27 Il est bon pour l’homme

de porter le joug dans sa jeunesse.

28 Qu’il s’assoie solitaire et silencieux,

car c’est ce qui lui est imposé ;

29 qu’il mette sa bouche dans la poussière :

peut-être y a-t-il de l’espoir !

30 Qu’il tende la joue à celui qui le frappe,

qu’il soit rassasié d’outrages.

31 Car le Seigneur

ne rejette pas pour toujours.

32 Mais, lorsqu’il cause du chagrin, il a compassion

selon sa grande fidélité ;

33 car ce n’est pas volontiers qu’il afflige les humains

et qu’il leur cause du chagrin.

Contexte

À cause de son infidélité chronique, Dieu a châtié le Royaume de Juda qui s’est fait envahir, détruire par les babyloniens. Les 18 versets qui précèdent notre passage décrivent d’ailleurs l’extrême violence avec laquelle Dieu s’en est pris à son peuple.

Confession de foi (21-25)

Alors qu’il souffre atrocement devant Jérusalem dévastée, l’auteur se rappelle qui est Dieu : il est bon, plein de tendresse, fidèle envers ceux qui se confient en lui. Ce ne sont pas les circonstances, même les plus catastrophiques, qui ébranleront cette réalité !

Acceptation (26-30)

Quand on vit une épreuve, le plus dur c’est d’attendre qu’elle se termine. Pourtant, l’auteur encourage à pleinement vivre ce temps sans se rebeller, en acceptant sa faiblesse de créature et en espérant la délivrance de Dieu.

Certitudes (31-33)

Le malheur cessera un jour car il ne vient pas d’un dieu sadique mais d’un Père qui éduque des enfants agissant trop souvent comme des fous furieux.

APPLICATIONS

  • Si Dieu n’était qu’amour il serait complètement injuste en ne punissant pas le mal ; s’il n’était que justice, il serait dépourvu de toute compassion et serait obligé de châtier tous les hommes. Sur la croix, l’amour et la justice de Dieu se sont manifestés ensemble. N’oublions jamais cette réalité quand nous prions.
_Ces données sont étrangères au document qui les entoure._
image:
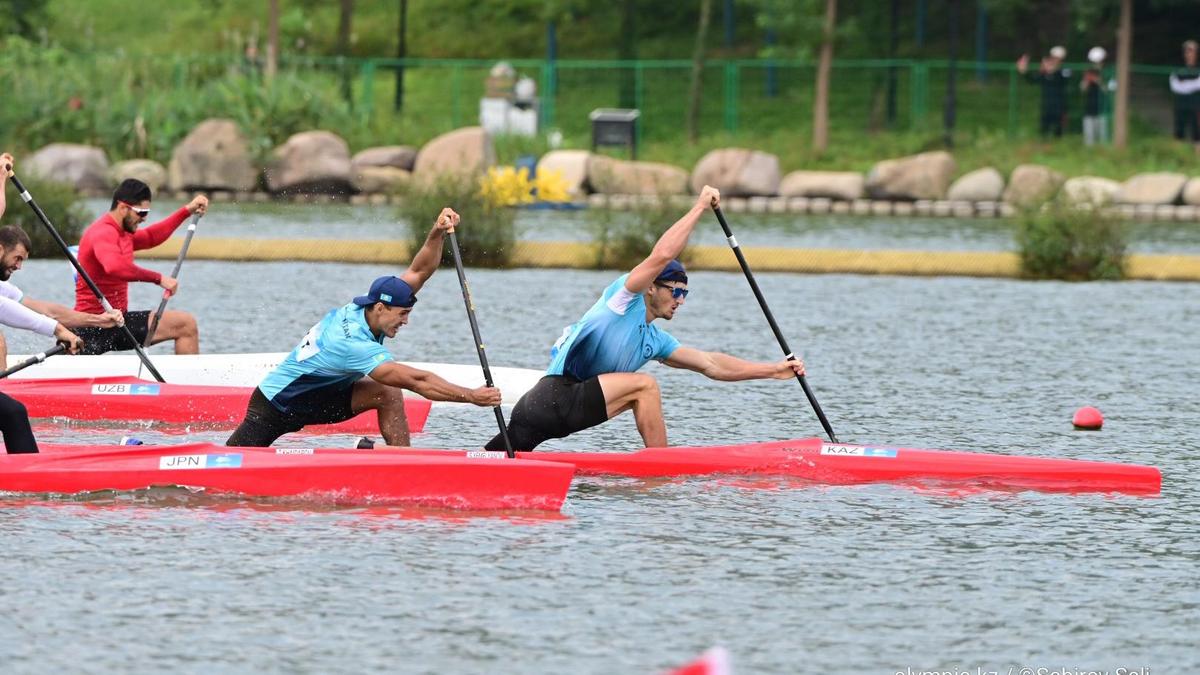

  • Réaction folle n°1 : dire que l’épreuve n’est pas si grave que ça car c’est nier la réalité.

  • Réaction folle n°2 : douter de la bonté ou du pouvoir de Dieu.

  • Réaction folle n°3 : contester l’épreuve sous prétexte qu’on n’a pas (beaucoup) péché. Job a essayé et la réponse de l’Éternel a été puissante.

  • Réaction folle n°4 : désespérer.